My key point here is that typesetting is hard. And mathematical typesetting seems really hard. But all things considered, the hashmark notations don't seem especially challenging relative to all the work going into one of these pages, so it would seem specious to me to single that one feature out. The Stevin's decimal notation system doesn't stand out compared to everything else.

I think this page is more instructive. Notice that we have both an inset column of numerals with decimal notation, as well as decimal numerals with hashmark notation set inline with the prose. And notice that the inline numerals require an extra white line to accomodate the hashmark notation system. So, in the prose of this book, when there are no decimal numerals in a paragraph, there are no unsightly breaks in the prose. But when there IS a decimal numeral, the superscript system adopted by this printer REQUIRES an unsightly white space to break up the uniform block of text.

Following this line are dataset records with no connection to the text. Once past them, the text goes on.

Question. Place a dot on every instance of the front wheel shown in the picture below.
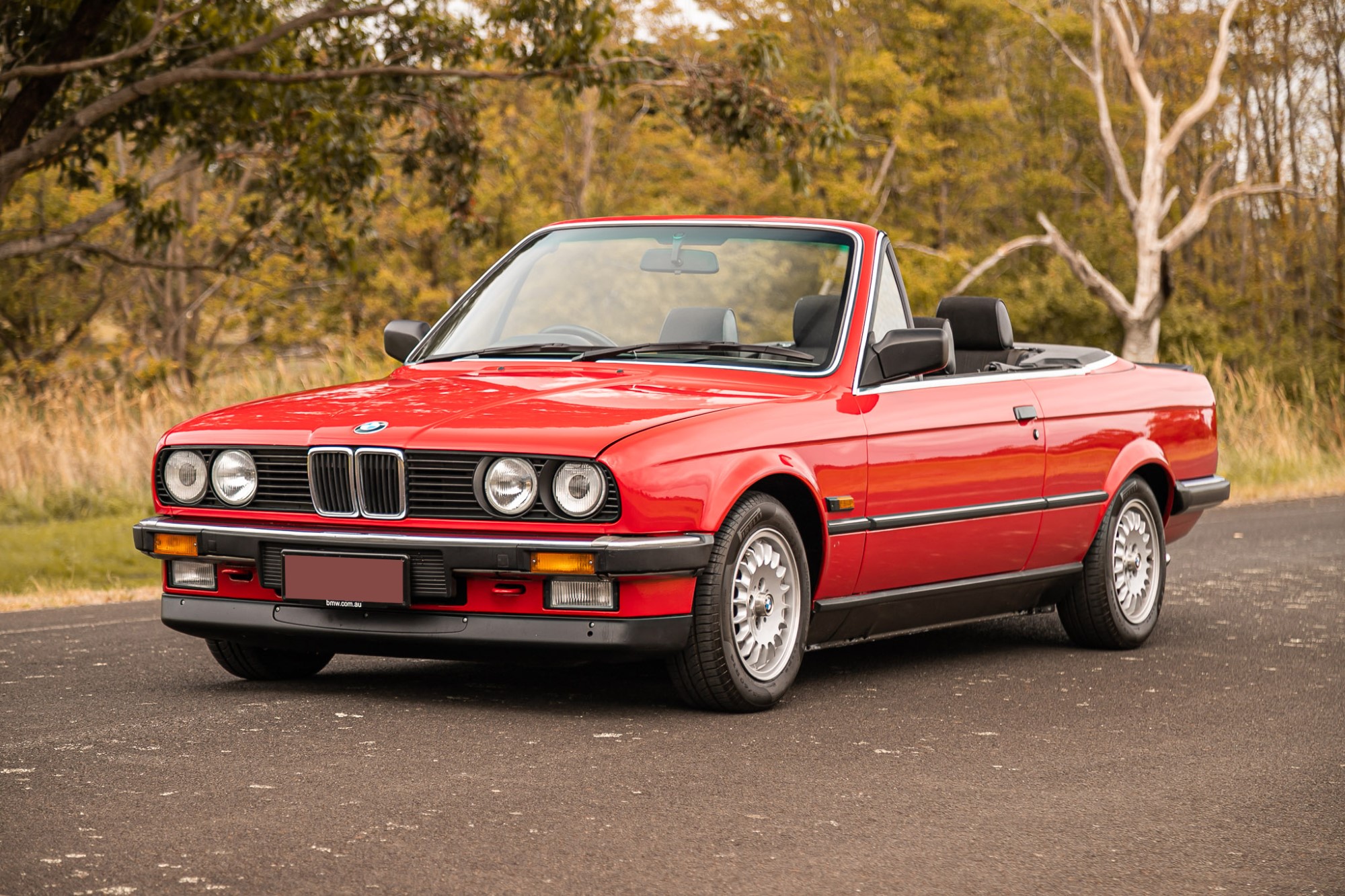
(750, 616)
(267, 663)
(1114, 604)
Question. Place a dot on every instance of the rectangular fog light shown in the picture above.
(192, 573)
(580, 594)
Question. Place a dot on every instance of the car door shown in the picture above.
(956, 478)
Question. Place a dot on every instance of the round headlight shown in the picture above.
(579, 489)
(185, 477)
(235, 477)
(510, 486)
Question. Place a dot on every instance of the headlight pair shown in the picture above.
(512, 487)
(233, 477)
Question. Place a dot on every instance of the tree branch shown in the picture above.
(1198, 216)
(1085, 271)
(1112, 150)
(1210, 96)
(18, 161)
(996, 257)
(929, 251)
(98, 63)
(1065, 48)
(1149, 103)
(1109, 136)
(72, 232)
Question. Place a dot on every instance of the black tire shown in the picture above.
(709, 673)
(1090, 610)
(267, 663)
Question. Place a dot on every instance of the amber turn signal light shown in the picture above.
(180, 545)
(563, 564)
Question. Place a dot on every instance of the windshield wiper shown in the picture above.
(610, 352)
(527, 349)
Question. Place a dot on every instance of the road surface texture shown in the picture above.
(988, 758)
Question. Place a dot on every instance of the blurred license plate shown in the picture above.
(345, 580)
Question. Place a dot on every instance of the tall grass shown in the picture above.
(1278, 440)
(83, 448)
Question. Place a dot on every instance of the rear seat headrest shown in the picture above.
(700, 325)
(980, 323)
(816, 321)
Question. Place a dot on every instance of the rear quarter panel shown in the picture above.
(1105, 425)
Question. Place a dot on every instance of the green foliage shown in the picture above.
(323, 209)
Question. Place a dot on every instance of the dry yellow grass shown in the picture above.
(84, 451)
(75, 598)
(84, 448)
(1277, 443)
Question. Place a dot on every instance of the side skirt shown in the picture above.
(839, 620)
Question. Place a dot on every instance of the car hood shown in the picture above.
(548, 409)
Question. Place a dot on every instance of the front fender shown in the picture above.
(1141, 452)
(697, 494)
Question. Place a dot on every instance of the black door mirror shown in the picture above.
(401, 337)
(909, 353)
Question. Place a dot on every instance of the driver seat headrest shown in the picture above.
(980, 323)
(700, 325)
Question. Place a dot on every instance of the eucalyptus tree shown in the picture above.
(301, 106)
(1149, 200)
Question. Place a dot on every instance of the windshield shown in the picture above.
(715, 294)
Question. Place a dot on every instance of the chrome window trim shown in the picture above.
(360, 482)
(350, 474)
(852, 290)
(939, 382)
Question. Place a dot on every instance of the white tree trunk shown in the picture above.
(1139, 314)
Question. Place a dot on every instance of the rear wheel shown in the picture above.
(750, 614)
(267, 663)
(1116, 602)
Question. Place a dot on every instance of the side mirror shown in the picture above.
(401, 337)
(909, 353)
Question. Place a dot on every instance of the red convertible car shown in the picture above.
(727, 442)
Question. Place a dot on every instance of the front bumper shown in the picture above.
(427, 635)
(613, 555)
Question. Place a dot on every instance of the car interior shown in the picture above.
(980, 327)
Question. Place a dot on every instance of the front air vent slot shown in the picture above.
(332, 478)
(381, 483)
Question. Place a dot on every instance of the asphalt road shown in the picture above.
(989, 758)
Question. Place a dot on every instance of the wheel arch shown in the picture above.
(1145, 459)
(801, 499)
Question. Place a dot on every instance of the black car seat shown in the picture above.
(939, 323)
(981, 330)
(816, 325)
(700, 325)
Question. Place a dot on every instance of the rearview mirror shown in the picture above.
(401, 337)
(909, 353)
(679, 260)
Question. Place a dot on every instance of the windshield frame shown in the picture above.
(857, 259)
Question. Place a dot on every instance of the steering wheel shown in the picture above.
(594, 337)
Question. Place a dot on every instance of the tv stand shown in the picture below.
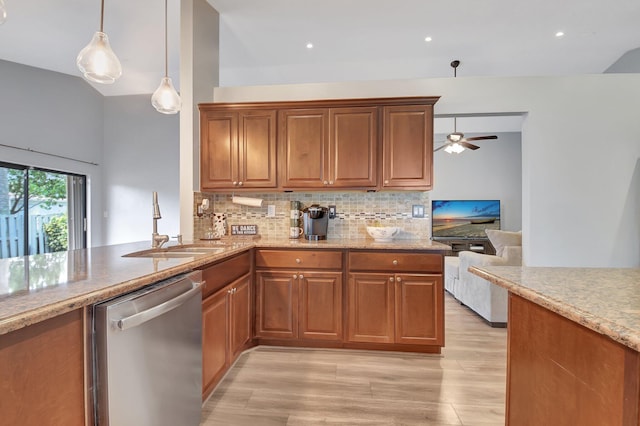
(478, 245)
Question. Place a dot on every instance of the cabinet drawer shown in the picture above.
(395, 261)
(299, 259)
(217, 276)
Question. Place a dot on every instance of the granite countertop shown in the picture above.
(605, 300)
(39, 287)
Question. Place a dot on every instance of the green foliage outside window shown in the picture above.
(56, 232)
(45, 189)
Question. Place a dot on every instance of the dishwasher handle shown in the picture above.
(151, 313)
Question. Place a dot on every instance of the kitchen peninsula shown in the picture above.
(45, 305)
(573, 345)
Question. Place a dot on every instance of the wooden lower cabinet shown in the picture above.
(299, 305)
(42, 373)
(370, 308)
(226, 317)
(226, 330)
(215, 326)
(397, 308)
(561, 373)
(396, 298)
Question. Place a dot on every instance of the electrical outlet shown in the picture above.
(332, 212)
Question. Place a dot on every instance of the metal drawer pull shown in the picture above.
(144, 316)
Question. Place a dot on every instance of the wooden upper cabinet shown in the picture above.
(329, 147)
(407, 159)
(237, 149)
(327, 144)
(304, 147)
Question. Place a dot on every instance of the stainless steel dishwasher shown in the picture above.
(148, 355)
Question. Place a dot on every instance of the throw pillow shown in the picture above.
(501, 239)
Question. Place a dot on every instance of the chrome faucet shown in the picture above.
(157, 240)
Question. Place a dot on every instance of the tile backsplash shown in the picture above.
(355, 210)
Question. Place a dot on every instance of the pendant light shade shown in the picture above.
(3, 12)
(96, 61)
(165, 99)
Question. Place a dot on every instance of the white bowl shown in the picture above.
(383, 233)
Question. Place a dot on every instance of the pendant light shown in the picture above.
(165, 99)
(96, 61)
(3, 12)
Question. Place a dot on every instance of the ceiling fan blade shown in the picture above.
(481, 138)
(469, 145)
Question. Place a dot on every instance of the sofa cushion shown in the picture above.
(502, 239)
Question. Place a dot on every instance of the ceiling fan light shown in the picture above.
(165, 99)
(97, 62)
(454, 148)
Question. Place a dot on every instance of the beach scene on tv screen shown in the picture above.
(464, 218)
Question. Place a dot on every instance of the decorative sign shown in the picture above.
(244, 229)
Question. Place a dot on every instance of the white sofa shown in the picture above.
(486, 299)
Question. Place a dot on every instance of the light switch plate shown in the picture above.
(332, 212)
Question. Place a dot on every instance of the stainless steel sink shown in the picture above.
(178, 251)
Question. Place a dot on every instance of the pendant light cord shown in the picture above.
(166, 49)
(101, 16)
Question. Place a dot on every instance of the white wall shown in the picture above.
(141, 151)
(199, 58)
(580, 151)
(58, 114)
(493, 172)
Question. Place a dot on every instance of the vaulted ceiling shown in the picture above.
(265, 41)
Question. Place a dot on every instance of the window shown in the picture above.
(41, 211)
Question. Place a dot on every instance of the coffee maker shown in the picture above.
(315, 220)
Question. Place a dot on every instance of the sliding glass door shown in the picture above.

Uniform text blocks are an almost universal characteristic of prose set in the early modern period. Tightly set, square justified, heavy black text was the overwhelming norm for prose typesetting in this period. When modern typographers look back at this period, it is the dense black columns of text that inspire our design. To see a typesetter of that period be forced, by an arbitrary and novel system, to break up that uniform field of text... well it makes one sad.

Given this observation, I would say that the Stevin's superscript system for decimal notation was not a PHYSICAL burden on a typesetter, but instead it was an AESTHETIC burden for everyone involved.



To supplement this point, let me jump back to 1618 and show you an example from Johan Rudolff von Graffenried's Arithmeticae Logistica Here, you can see a variant hashmark system in use, where the hashmarks are very small. The vertical line in place of the decimal point helps to render some sense, and then the hashmarks are barely pricks on the page. I am not even sure how these would have been set. They don't appear to break the line, so they can't have been set on their own line. Even a single period, like you see after the final 7 in the numeral, would have been on a full size type body the same height as all the other letters in the line. Also, notice how robust the period is here, matching the heavy blackletter typography of the page. My best guess is that the printer has used some pins cut down to exactly type height that can easily be fit in amongst the type without creating any unsightly white space. But that is, at best, an informed guess.

In any event, the hashmarks don't print very clearly, and the vertical line does most of the work.

But what really seals it for me is that, in the same copy of Arithmeticae the reader finds all of these beautiful and elaborate tipped in prints to unfold. Each of these prints was a typesetting marvel, building out remarkable forms of both visual beauty and mathematical logic. This confirms to me that LABOR was not the chief concern of the typesetter. BEAUTY and SENSE seemed to play a far larger role in his decisions.

And that seems to answer this question for me. The decimal point system, like the point based punctuation system in European prose, wins out for being simple, elegant, and unobtrusive.
It's not that the decimal point is easier on the hands of a typesetter; it is instead easier on the eyes, and the mind, of the reader.


As an addendum, consider this page from Fasciculus Temporum, printed by Erhard Ratdolt in 1484. This is not a mathematical text, but you can see the complexity of the typesetting work, with the circular rules, and the typeset directly in between the lines of the circles.

Typesetters could do complex and painstaking work. But I think they would only do it when it was beautiful, and if they believed it was informative. The work that goes into typesetting is long, but the idea is that once that work is done, the page will outlast the sweat of that labor. Each of these pages inspected may have taken hours or even days to set. But the pages themselves have lasted for centuries. Typesetters understood that, and valued their time and effort against that scale.